Fui criado na Igreja Católica, em uma família toda praticante. Minha avó materna era uma boa benzedeira. Negra, forte na postura, mas corpo franzino, miúdo. Uma exímia costureira e parteira. Era daquelas mulheres que chegavam nos lugares e eles se transformavam. Falava muito – “eita que D. Alzira tinha a língua solta” – e acho que isso nela também me encantava. Mulher simples, mas tinha uma altivez que era natural. Lembro-me dela sempre pilando o corante no fundo do terreiro ou fazendo bico, olhando por cima dos óculos para colocar a linha na agulha.

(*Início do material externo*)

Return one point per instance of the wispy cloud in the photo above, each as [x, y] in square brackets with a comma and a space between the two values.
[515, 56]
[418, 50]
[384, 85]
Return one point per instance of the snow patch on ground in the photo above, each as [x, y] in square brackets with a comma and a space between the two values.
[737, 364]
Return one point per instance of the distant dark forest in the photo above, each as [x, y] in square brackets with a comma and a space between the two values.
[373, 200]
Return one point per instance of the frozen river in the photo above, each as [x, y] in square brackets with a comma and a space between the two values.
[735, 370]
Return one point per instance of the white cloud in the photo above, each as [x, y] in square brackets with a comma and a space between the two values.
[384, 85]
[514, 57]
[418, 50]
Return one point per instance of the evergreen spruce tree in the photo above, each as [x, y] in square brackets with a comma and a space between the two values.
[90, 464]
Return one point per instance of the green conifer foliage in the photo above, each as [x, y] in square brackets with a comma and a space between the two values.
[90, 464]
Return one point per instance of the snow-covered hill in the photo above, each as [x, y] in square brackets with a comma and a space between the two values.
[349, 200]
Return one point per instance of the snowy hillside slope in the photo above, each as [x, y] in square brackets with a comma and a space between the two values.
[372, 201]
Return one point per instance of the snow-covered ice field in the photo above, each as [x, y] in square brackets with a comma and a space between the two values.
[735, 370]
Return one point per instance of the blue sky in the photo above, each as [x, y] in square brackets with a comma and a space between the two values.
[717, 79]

O catolicismo, em mim, acho que nasce dai! Tinha por ela admiração e sua fé foi transferida. Ela me levava para novenas, procissões, me pedia ajuda nas quermesses e, assim, fui construindo essa identidade religiosa espiritual.
Os sacramentos, todos eles, eram uma festa para ela, quando realizávamos. Mas lembro-me também de, na tenra idade, falar com ela sobre vozes que eu ouvia, sobre lembranças de pessoas que eu não tinha conhecido e que me visitavam, de intuições, sensações e uma série de coisas que aconteciam e que não sabia explicar. Ela dizia que era normal, “tem gente que nasce assim meu filho”, mas dizia também que era tentação e me mandava rezar.

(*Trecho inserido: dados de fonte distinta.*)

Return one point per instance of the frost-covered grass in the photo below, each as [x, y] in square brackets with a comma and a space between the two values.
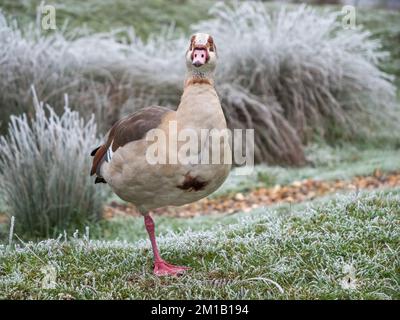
[326, 163]
[290, 74]
[44, 171]
[345, 247]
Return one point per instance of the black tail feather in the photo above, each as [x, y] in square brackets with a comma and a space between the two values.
[100, 180]
[94, 151]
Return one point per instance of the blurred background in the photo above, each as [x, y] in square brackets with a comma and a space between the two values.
[292, 70]
[317, 81]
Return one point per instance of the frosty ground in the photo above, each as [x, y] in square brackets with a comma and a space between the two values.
[344, 246]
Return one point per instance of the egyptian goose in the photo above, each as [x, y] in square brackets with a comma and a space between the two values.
[122, 161]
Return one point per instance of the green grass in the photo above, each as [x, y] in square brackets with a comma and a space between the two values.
[302, 252]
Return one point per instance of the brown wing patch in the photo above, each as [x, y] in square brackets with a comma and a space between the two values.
[192, 183]
[130, 128]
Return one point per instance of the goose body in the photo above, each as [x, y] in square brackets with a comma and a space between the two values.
[123, 161]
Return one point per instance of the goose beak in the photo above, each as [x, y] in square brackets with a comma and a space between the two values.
[199, 57]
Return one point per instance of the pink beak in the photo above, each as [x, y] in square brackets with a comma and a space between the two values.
[199, 57]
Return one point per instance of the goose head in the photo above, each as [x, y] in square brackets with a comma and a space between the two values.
[201, 56]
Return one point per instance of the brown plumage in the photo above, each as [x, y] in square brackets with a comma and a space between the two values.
[124, 164]
[130, 128]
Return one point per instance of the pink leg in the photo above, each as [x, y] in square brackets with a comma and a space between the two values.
[161, 268]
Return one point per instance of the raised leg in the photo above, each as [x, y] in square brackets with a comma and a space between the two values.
[161, 268]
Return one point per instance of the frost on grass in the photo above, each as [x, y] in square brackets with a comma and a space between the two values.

Escutei falar das coisas místicas muito cedo. Eu, menino do interior, católico, morador da periferia, não me atrevia, ainda, a bater de frente contra aquilo que ERA PECADO! Os rituais sempre me encantaram. Os estudos foram necessários. A ciência, uma fé lógica, com início, meio e fim, sem condenação, punição ou aquele lugar do pecado que eu não entendia e não aceitava tanto. Depois vieram os livros de André Luiz e alguns outros pela vida inteira. Vieram, de forma mais intensa, os contatos com o “além”. Os sentidos e percepções fizeram sentindo.
Fugi muito! Confesso! Não por medo, mas por ter noção do tamanho da responsabilidade. Hoje, cada vez mais, compreendo e tento ainda fugir. Algumas passagens, momentos por essa vida, doem, fisicamente e espiritualmente, e continuo escutando, vendo, sentindo, sendo instruído e, em algumas vezes, sendo instrumento de lá para cá. Às vezes, de forma sutil. Em outras, com experiências físicas, que meus amigos mais próximos costumam se assustar ou são arrebatados por algo que é divino e necessário. Sinto sempre a presença e a visita da minha vó! O toque suave nos meus ombros em um determinado momento, o cheiro dela no espaço e aquela frase de estímulo que fez sentindo. Os contatos com ela desde sua partida são corriqueiros na minha vida. Com manifestações sentidas, inclusive, por aqueles que estão nos recintos comigo!
Lembro-me do nosso elo maior, do contato dias antes da sua partida terrena, em uma conversa, após ela pedir para ir ao banheiro. Ela não queria que eu a levasse, e sim minha Tia Cleuza. Levantei do sofá, fui ao quarto e conduzi aquele corpo até o banheiro. Brinquei, dizendo que ela dava muito trabalho. Era nossa intimidade! Ela, frágil, caminhando com dificuldades, se encostou na parede, olhou nos meus olhos e disse:
-Nada mais justo, seus primeiros passos você deu comigo, nada mais justo que nos meus últimos você me ajude a caminhar.
Achei aquilo de uma beleza, mas não pesei! Saí em viagem horas depois e, no dia seguinte, recebi a ligação para voltar, pois ela tinha partido. Enfim… ela, minha vó, é hoje um desses seres de luz com os quais tenho meus contatos e que me ajudam a caminhar. E, como nessa vida a gente não veio pra ser só, caminhamos juntos, do lado de lá e de cá, tentando manter essa sintonia de amor, que nos custa renúncias e tantos outros sofrimentos silenciosos.
Mas o meu reino não é desse mundo, não mesmo. Que assim seja!